On Being a Fat Therapist

Therapists have power in the therapy room. Sometimes we think we do not, sometime we confuse a client’s ability to leave and find a new therapist with the structural power that comes from being the expert in the room. We can specifically work to deconstruct those dynamics, and even then we have power. But that power is not absolute. Larger social dynamics still exist.

Being fat in today’s society means a constant awareness that for a large number of people around you, your body is their worst nightmare. I stand in groups with thin people talking about their diets at parties and my stomach knots as they describe how their extra five pounds makes them disgusting. I stand there knowing that I would have to lose half my body weight to get to the place they are now. What does that make me?

This dynamic exists in therapy. Many many clients want to lose weight, and though their comfort discussing the details with their fat therapist varies, in session clients often comment about their weights, and their goal weights, and their body hatred.

Therapy is an appropriate place to discuss these things. Therapy is perhaps the most appropriate place to discuss these things. AND it’s damn hard listening to a client discuss their body nightmares knowing that my body is pounds heavier than their nightmare weight.

I have been on the diets, I have weight cycled, I have had the eating disorders, I have done the diets rebranded as lifestyle changes and believed for every noomilicious moment that I could stop being fat. I am done with that. I have done the research, I know the food science, I know that weight cycling (gaining and losing weight over and over often from trying diet after diet) is more dangerous health wise than fatness and I know that my fat body is precious, just as precious as the thin bodies we idolize in this culture.
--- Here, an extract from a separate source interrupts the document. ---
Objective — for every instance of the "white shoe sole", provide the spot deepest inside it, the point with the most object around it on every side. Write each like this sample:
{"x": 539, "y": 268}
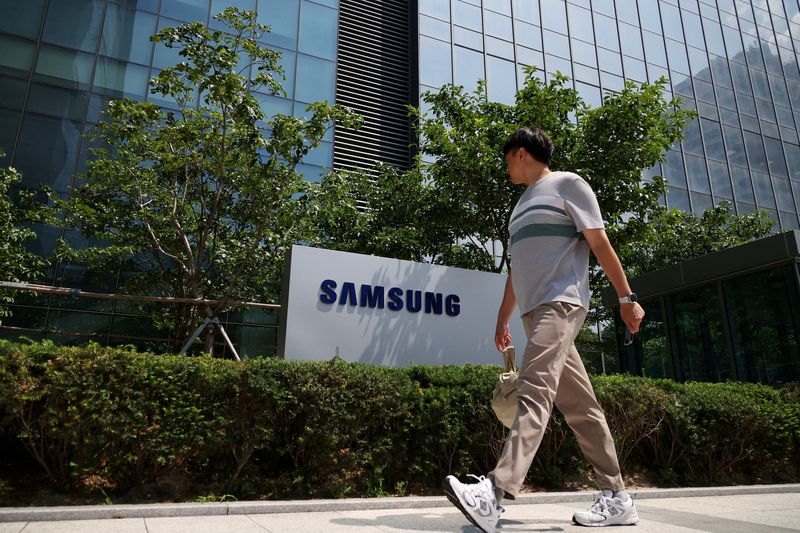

When a client tells me about their new diet, their intermittent fasting, paleo, keto, old school Atkins, WW (has the rebrand worked? Have we forgotten WW was once weight watchers?) etc. my heart sinks. I know that they will probably lose weight and then, in all likelihood, like 95% of dieters, they will gain it back over the next few years. Probably they will end up heavier than when they started. Worst case they will have a shiny new eating disorder.

I am not a registered dietician (RD) and I am not an MD. I am a therapist - an LICSW. It would be outside my scope of practice to counsel these clients how to change their eating, and it feels uncomfortable as a fat person to try to convince these clients about body love over body reduction. So many people believe body reduction is body love and I believe firmly in meeting clients where they are and not imposing my beliefs on them.

Often I take a harm reduction approach. I provide access to scientific information, I brainstorm with them how to mitigate negative consequences, I refer them to RDs without dieting mindsets and encourage them to research and to ask their MDs tough questions about things like weight loss drugs. I try to encourage critical thinking. I do not tell them to stop. I want to tell them to stop.

Occasionally I get a client who wants to support a loved one on their weight loss journey. I recommend books to them (usually You Just Need to Lose Weight and 19 Other Myths About Fat People by Aubrey Gordon) and I tell them to try to keep the focus on health and not on weight. Inside I wonder if my family or friends have ever had conversations like this with their therapists.

I am very open with clients that I am coming at this from a fat liberation perspective. This has not always been true. I have clients who started with me years ago before I was radicalized and they are, more often than not, the ones who want weight loss help.

My website has this disclaimer on the page about my work, “If you are looking for help on your weight loss journey I am not the therapist for you.” That’s a self-protective statement. I can no longer be the person with whom you strategize about weight loss. I can’t get excited for you that intermittent fasting is working or that you are on a new med that promises to “jumpstart” your weight loss. It is difficult scientifically and it is difficult interpersonally and I won’t do it anymore, or at least I won’t do it with anyone new.

I struggle with how to enact this change with current clients who bring up weight loss. I keep my harm reduction stance, and I remind them I am not their dieting accountability buddy, and I tell them that I will support them through anything that truly addresses health. There are no easy answers. I care deeply for these clients and want good things for them. I care deeply about myself and want good things for me.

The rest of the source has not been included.